DELHI—­WILLIAM OF NORMANDY AND KING JOHN—­ISABELLA OF BAVARIA AND JOAN OF ARC—­POITIERS AND BOVINES—­HISTORY OF A GHOST, A GRIDIRON, AND A CHEST OF GUINEAS.

At first the three adventurers were regarded as prisoners of war; when, however, their entire history came to be known, and their extraordinary migrations from ship to ship authenticated, they were looked upon as guests, and treated as friends.

“I thought I had only obtained possession of an English cruiser,” said the captain; “but I find I have also acquired the right of being useful to you.”

The commander of the Boudeuse was a very different sort of a person from Commodore Truncheon; the former treated his men as if every one of them had a title and great influence at the Admiralty, whilst the latter swore at his crew as if the word of command could not be understood without a supplementary oath.  The English commodore might be the better sailor of the two, but certainly the French captain carried off the palm as regards politeness, urbanity, and gentlemanly bearing.

The wounds of Fritz and Jack were healing rapidly under the skilful treatment of the French surgeon, and, with a lift from Willis, they were able to walk a portion of the day on deck.  With reviving health, their cheerful hopes of the future returned, their dormant spirits were re-awakened, and their minds regained their wonted animation.

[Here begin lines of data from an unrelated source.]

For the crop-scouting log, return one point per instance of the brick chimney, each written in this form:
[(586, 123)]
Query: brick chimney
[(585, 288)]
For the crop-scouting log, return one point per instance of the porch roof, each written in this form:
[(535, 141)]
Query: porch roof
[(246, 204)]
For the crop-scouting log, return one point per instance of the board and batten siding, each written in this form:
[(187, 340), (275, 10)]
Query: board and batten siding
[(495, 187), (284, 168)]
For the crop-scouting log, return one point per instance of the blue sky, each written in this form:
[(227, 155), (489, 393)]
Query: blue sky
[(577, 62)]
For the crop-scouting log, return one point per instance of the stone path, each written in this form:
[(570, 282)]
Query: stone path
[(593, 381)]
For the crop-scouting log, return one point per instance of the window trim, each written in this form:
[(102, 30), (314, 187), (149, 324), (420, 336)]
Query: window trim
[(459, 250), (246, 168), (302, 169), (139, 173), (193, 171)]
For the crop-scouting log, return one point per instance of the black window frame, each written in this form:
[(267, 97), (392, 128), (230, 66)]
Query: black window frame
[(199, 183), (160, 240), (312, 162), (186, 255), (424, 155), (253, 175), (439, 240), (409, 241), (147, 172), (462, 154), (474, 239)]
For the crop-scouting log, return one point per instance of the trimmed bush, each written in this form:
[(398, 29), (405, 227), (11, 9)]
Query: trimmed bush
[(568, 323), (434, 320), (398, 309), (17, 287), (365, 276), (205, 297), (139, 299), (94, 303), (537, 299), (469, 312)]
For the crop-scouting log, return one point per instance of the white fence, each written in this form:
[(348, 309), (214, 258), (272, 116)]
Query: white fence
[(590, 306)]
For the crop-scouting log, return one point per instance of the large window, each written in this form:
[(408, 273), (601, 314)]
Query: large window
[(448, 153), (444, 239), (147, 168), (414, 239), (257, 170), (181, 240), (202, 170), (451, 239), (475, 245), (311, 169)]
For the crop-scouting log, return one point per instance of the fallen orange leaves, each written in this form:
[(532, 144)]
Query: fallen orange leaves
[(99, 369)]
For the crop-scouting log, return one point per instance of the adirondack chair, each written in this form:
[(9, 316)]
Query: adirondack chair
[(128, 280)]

“The corvette spins along admirably,” said the Pilot, “and is steering straight for the Bay of Biscay.”

“Ah!” said Jack sighing, “it is very easy to steer for a place, but it is not quite so easy to get there.  I am sick of your friend the sea, Willis; and would give my largest pearl for a glimpse of a town, a village, or even a street.”

“If you want to see a street in all its glory, Master Jack, you must try and get the captain to alter his course for Delhi.”

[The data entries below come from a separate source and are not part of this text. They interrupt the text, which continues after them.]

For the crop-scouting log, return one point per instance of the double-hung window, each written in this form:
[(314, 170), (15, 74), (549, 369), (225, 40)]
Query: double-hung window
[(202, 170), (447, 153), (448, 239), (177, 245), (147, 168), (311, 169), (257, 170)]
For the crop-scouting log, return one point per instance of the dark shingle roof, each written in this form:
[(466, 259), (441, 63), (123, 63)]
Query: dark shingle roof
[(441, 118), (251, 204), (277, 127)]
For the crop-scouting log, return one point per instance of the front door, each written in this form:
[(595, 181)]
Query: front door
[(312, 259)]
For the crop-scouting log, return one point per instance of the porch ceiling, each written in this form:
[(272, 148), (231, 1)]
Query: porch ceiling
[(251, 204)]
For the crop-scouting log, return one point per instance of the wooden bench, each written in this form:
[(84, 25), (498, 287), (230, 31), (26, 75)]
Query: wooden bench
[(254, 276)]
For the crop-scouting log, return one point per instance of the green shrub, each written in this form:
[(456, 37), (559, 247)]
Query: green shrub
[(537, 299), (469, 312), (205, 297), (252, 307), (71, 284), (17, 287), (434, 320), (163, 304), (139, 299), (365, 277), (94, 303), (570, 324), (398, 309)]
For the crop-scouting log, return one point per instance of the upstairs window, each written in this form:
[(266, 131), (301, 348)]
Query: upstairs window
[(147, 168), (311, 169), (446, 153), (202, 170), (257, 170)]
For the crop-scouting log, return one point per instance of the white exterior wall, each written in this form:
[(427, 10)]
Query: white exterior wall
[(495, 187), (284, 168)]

“But I should think, Willis, that there is nothing in the street-scenery of Delhi to compare with the Boulevards of Paris, Regent-street in London, or the Broadway of New York.”

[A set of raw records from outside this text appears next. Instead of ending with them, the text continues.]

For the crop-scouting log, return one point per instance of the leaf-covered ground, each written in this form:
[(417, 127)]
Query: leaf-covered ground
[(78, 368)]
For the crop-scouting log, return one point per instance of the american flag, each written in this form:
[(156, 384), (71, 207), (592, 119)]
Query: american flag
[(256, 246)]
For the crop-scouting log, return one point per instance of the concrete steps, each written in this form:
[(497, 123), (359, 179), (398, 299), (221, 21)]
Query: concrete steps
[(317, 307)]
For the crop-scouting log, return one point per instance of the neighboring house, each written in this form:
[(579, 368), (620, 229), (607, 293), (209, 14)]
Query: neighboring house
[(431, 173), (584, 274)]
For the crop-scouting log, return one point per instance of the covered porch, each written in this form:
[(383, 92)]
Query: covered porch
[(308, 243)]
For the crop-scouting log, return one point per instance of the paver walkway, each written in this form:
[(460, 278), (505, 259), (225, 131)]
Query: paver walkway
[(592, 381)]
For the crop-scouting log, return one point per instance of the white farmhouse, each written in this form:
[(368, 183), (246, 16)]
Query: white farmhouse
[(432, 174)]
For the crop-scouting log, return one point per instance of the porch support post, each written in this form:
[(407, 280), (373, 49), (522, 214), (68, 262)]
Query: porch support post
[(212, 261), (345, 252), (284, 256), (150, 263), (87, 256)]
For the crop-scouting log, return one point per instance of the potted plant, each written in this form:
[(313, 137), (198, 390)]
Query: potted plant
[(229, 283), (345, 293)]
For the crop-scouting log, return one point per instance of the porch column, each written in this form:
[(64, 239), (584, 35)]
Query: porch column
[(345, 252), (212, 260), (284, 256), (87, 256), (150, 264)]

“Beg your pardon there, Master Jack; I know every shop window in Regent-street; I have often been nearly run over in the Broadway, and can easily imagine the turn out on the Boulevards; but they are solitudes in comparison with an Indian street.”

“How so, Willis?”

“Well, it is not that there are more inhabitants, nor on account of the traffic, for no streets in the world will beat those of London in that respect—­it is because the people live, move, and have their being in the streets; they eat, drink, and sleep in the streets; they sing, dance, and pray in the streets; conventions, treaties, and alliances are concluded in the streets; in short, the street is the Indians’ home, his club, and his temple.  In Europe, transactions are negotiated quietly; in India, nothing can be done without roaring, screaming, and bawling.”